The book falls into a tradition of critical analyses which use individual works from which to derive theoretical knowledge about the nature of narrative. Although the tradition is as old as Aristotle’s study of tragedy in the Poetics, the most immediate predecessor within the twentieth century formalist tradition is Vladimir Propp’s Morfologiya skazki (1928; Morphology of the Folktale, 1958). Other, more recent, works within this tradition are Claude Levi-Strauss’ structural study of myth in 1955 and Tzvetan Todorov’s study of Giovanni Boccaccio’s The Decameron in 1969.

In terms of Roland Barthes’s own life’s work, many critics believe that S/Z not only constitutes a high-water mark in his career but also signals Barthes’s impending shift from structuralism to poststructuralism, for in the work he moves beyond structuralism’s concern with discovering “deep structures” of unity and totality toward the purposeful fragmentation and undermining of such an effort which is typical of modern “deconstruction.” Regardless of whether readers see S/Z as the high point of structuralism or the harbinger of deconstruction, no one interested in modern literary theory can afford to ignore it.
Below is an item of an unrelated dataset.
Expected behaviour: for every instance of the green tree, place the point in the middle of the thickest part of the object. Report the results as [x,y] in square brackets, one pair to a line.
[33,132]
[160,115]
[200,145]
When structuralism as a methodology and deconstruction as a point of view pass away from current literary criticism to be replaced by yet another critical perspective, S/Z will still remain for the valuable insights it provides readers into the nature of narrative.

Bibliography

Culler, Jonathan. Roland Barthes, 1983.

Culler, Jonathan. Structuralist Poetics: Structuralism, Linguistics, and the Study of Literature, 1975.

Hawkes, Terrence. Structuralism and Semiotics, 1977.

Johnson, Barbara. The Critical Difference: Essays in the Contemporary Rhetoric of Reading, 1980.

Leitch, Vincent B. Deconstructive Criticism: An Advanced Introduction, 1983.

Scholes, Robert E. Structuralism in Literature: An Introduction, 1974.

Sturrock, John, ed. Structuralism and Since: From Levi-Strauss to Derrida, 1979.